Sex and death (Continued #2)

CARMA:      What's the point? He doesn't see me anyway.

She snatches the drawing from George and sets it on fire. Burny is dumfounded. His jaw drops.

CARMA:      But I bet he is going to see this one clearly!

GEORGE:      Jesus, Carma...no!

George, forgetting that he is naked under the sheets, springs out of bed and lunges toward Carma to regain the drawing. She sidesteps like a matador, and George slams hard onto the closet -- WHAM! The force of the crash breaks its door. He finds himself in an awkward position inside the closet, an avalanche of Carma's old shoes falling on him. Carma laughs, mocking him. Loooser!

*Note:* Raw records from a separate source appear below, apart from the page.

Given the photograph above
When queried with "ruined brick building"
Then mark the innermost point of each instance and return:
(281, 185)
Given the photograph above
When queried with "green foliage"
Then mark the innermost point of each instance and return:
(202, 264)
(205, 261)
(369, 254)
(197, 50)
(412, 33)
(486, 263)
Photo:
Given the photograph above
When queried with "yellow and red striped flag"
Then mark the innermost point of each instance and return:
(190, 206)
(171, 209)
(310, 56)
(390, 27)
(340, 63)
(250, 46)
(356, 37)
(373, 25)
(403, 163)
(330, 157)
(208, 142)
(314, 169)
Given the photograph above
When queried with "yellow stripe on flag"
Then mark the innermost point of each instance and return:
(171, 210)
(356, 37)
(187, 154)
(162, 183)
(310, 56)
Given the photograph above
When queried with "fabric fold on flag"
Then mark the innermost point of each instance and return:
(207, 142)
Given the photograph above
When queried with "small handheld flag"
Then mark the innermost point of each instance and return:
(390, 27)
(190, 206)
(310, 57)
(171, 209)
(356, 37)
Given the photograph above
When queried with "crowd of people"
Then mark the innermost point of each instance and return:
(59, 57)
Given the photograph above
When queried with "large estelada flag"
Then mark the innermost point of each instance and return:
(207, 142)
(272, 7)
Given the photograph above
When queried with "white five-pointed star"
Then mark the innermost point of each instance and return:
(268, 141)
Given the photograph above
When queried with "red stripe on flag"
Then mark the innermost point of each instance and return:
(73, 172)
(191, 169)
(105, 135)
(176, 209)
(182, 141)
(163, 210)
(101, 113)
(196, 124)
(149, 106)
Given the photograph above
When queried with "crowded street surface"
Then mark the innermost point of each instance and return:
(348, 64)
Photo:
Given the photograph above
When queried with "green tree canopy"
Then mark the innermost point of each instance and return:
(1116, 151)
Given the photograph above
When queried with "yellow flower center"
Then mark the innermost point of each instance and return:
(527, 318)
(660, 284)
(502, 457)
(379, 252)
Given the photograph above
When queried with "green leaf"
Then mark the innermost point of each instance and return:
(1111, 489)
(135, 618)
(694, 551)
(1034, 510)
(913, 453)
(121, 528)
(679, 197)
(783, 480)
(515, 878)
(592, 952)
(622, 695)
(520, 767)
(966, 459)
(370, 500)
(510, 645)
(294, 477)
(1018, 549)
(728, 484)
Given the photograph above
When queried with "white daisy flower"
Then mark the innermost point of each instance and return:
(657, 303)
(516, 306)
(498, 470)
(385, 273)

Burny makes a dash across the room to get the drawing back.

BURNY:      Africa is burning!

Like a mischievous child, Carma raises the drawing up her head skipping and turning round and round as she darts away from the boy. Nice try kid! Burny is shouting and hopping, trying to reach for it. Carma makes a childlike hoot.

CARMA:      Nyeah, nyeah, nyeah, nyeah, nyeah!

And now, George joins the mad scramble over the burning drawing. They look like three kids in a frolicsome fracas...

GEORGE:      For God's sake, give it to me, Carma.

CARMA:      (lewdly)    Get it, George. It's hot.

...Carma eludes the father-and-son team, slipping away from George's grasp several times. She screams and groans like a bad actress in a porno flick.